A key Park Board committee voted Feb. 4 to direct staff to finalize contract details with LaCrosse-based SkipperLiner. The board is expected to approve the deal Wednesday, Feb. 18.

It has few if any options.

The St. Paul-based Padelford Packet Boat Company had the Minneapolis excursion and charter boat contract for 15 years, but the partnership ended acrimoniously when the Park Board sought competitive proposals. Padelford announced it would up anchor and relocate its two Boom Island boats to St. Paul.

Don Siggelkow, Park Board assistant superintendent of administration and finance, said the tentative SkipperLiner deal would more than double its revenue compared to the old Padelford pact.

Padelford paid 5 percent of ticket sales. Its top annual payment was $36,278. The Park Board had sought to increase its ticket sales percentage and add a share of food and beverage sales.

According to the tentative deal, SkipperLiner would pay the same 5 percent of ticket sales and add 5 percent of food and beverage sales, he said. (Those percentages would be lower for the first few years to offset SkipperLiner's initial investment, Siggelkow said.)
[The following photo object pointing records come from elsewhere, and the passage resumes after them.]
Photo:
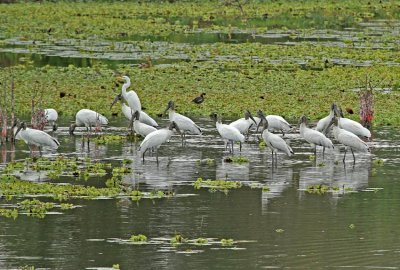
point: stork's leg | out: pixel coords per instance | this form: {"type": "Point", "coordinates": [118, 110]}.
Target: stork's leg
{"type": "Point", "coordinates": [354, 157]}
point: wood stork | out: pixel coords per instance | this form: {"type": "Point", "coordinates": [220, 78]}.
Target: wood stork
{"type": "Point", "coordinates": [199, 99]}
{"type": "Point", "coordinates": [184, 123]}
{"type": "Point", "coordinates": [275, 142]}
{"type": "Point", "coordinates": [243, 124]}
{"type": "Point", "coordinates": [324, 123]}
{"type": "Point", "coordinates": [51, 117]}
{"type": "Point", "coordinates": [87, 118]}
{"type": "Point", "coordinates": [154, 139]}
{"type": "Point", "coordinates": [131, 97]}
{"type": "Point", "coordinates": [141, 128]}
{"type": "Point", "coordinates": [349, 140]}
{"type": "Point", "coordinates": [275, 122]}
{"type": "Point", "coordinates": [352, 126]}
{"type": "Point", "coordinates": [314, 137]}
{"type": "Point", "coordinates": [36, 137]}
{"type": "Point", "coordinates": [228, 133]}
{"type": "Point", "coordinates": [128, 112]}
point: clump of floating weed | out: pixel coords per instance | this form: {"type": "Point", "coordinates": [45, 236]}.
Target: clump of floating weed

In addition, SkipperLiner would pay a $20,000 annual port fee, covering maintenance, dredging and other services. Padelford did not pay such a fee.

Overall, the Park Board expects to increase revenue by $851,000 over the 15-year contract, compared to the old Padelford agreement, based on 2003 sales figures. That works out to about $55,000 more a year.

James Grabek, chair of the North Loop Neighborhood Association, attended the Feb. 4 meeting and said Padelford had been a good neighbor and provided a good service. He criticized the Park Board for how it handled the process and asked Commissioners not to rush into the decision.

He said the Park Board needed to take a harder look at SkipperLiner's experience before entering into a long-term deal.

Siggelkow said SkipperLiner has several hundred employees, had built 1,000 boats and runs two restaurants, three full-service marinas, three marine service centers, four regional boat operator training centers and five passenger vessel operations.

SkipperLiner would contract with Dave Lawrance of Lake Minnetonka-based Paradise Cruises to run the Mississippi charter boat, Siggelkow said. SkipperLiner has not decided whether it would operate the excursion boat itself or contract it out.

Commissioner Walt Dziedzic took Padelford to task for not making an offer. "We can't force them into a contract," he said. "They had a lucrative deal. They overplayed their hand."

According to the tentative agreement, SkipperLiner would bring a 150-person paddleboat for excursions from Boom Island and a 150-passsenger modern yacht for charter service from Mill Ruins Park and Bohemian Flats.

(Padelford had larger boats, a 350-person paddleboat and a 360-person barge, both operating from Boom Island.)

SkipperLiner would continue to provide discounted school field trips, according to a Feb. 4 Siggelkow memo. The initial contract would run 10 years. The two parties could mutually agree to extend it five years, and the board has an added five-year option.

SkipperLiner, according to the memo, "is also committed to reviewing other riverfront projects such as a public marina and 'aquaminiums,' a concept for waterfront housing."

SkipperLiner would like to have a model aquaminium unit in place by June 1, the memo said.

Some Commissioners also talked about the possibility of adding water taxi service. Such discussions are very preliminary.